Albert flew with other shipless-sailors to Cairo.  Their Dakota transport aircraft shook off a Messerschmitt but was caught in searchlights and hit in the tail.  Albert was glad to survive: he had a life jacket but no parachute.

In Egypt, the whole direction of Albert’s life changed.  It was Christmas Day 1942.  He was invited ashore to a Christian meeting.  Albert recalled: “I heard for the first time, I was in the sight of Almighty God a sinner.  I came to know the Lord Jesus as my personal Saviour and Lord.”  Previously Albert had lied about his age to get a gardening job and drunk freely with his shipmates.  Now he was different.  Albert wanted to please the Lord Jesus Christ who had loved him so much to leave heaven to die for his sins.

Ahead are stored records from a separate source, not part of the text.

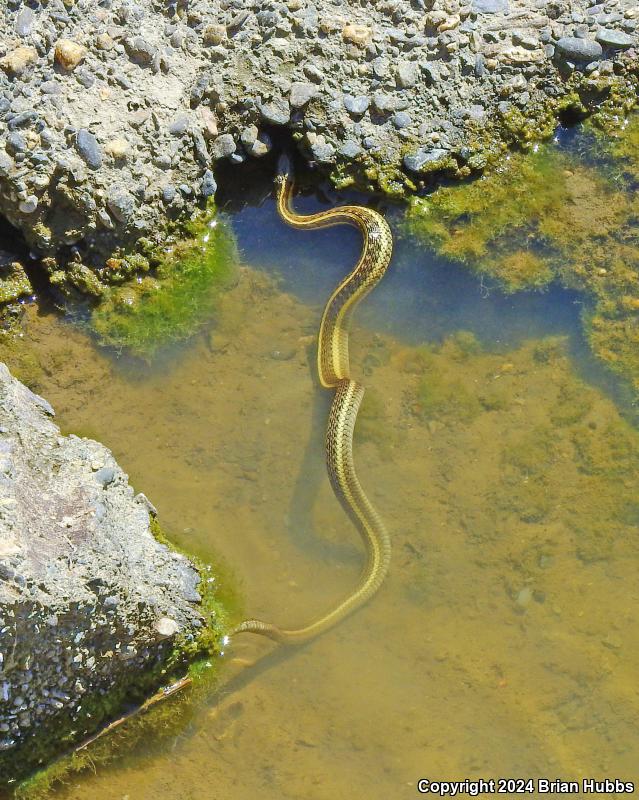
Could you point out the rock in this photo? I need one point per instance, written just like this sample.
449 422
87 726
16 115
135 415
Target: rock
24 21
612 38
93 614
426 160
117 148
120 203
68 54
301 94
223 146
407 74
357 34
490 6
276 112
573 49
17 60
356 105
88 147
209 186
350 149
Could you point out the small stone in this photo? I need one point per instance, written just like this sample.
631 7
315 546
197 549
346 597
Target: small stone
223 146
209 186
277 112
105 476
357 34
88 147
15 143
179 125
407 74
490 6
426 160
17 60
214 34
356 105
248 137
612 38
350 149
29 205
24 21
574 49
104 42
166 626
68 54
301 94
120 203
401 120
117 148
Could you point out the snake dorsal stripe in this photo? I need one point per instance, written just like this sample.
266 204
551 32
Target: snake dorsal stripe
334 373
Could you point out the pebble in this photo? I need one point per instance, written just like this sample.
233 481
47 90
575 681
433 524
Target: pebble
24 21
424 158
105 476
275 112
18 60
490 6
89 149
301 94
68 54
575 49
209 186
613 38
356 105
223 146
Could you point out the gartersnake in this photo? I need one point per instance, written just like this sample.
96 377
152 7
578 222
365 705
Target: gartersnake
333 369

Albert went back to his ship (now HMS Woolwich) knowing he was a new person.  Eager to tell everyone, he invited his shipmates to a gospel meeting on the gundeck.  No-one turned up except the gunnery officer and the ship’s policeman!

As the tide of war turned, Albert joined a naval landing party supporting the 8th Army (Desert Rats) in North Africa.  Moving to Naples, the Germans had mined the electrical circuits of many buildings, so it was an anxious time.

During 1944 Albert was shipped back to England where he attended a friend’s wedding.  He left his case behind.  A girl he met at the wedding looked after it.  Returning for it, Albert entered a wartime romance with Bertha.  They married on 24th Feb 1945; on 3rd Mar Albert sailed for Ceylon.

For Albert, the far east brought close encounters with huge rats and malaria rather than the enemy.  Returning home, Albert enjoyed a wonderful 57 years of marriage.  He and Bertha were blessed with seven children and prayed for one of them each day of the week.

Albert lived on until he was almost 99, finishing up in Cherry Court in St Peter’s, Broadstairs.  Stoical despite living with significant pain, Albert’s ready mind was alert to the end.

Albert had many vivid war stories to tell, but there was one story he liked to recount most.  Whoever he met, Albert loved to tell about one day in his life: Christmas Day 1942 – the day he turned from his sins and trusted his “wonderful Saviour, the Lord Jesus.”

Just like the Finnish soldiers he read about, Albert became certain he was going to heaven.  But this was not because he believed he was a good person.  “I’m a sinner” he used to say, “I sin every day.”

But Albert rejoiced in God’s grace, his undeserved offer to forgive sinners who own up and turn back to him.   Albert’s view of himself was simple: “I’m a sinner, saved by grace.”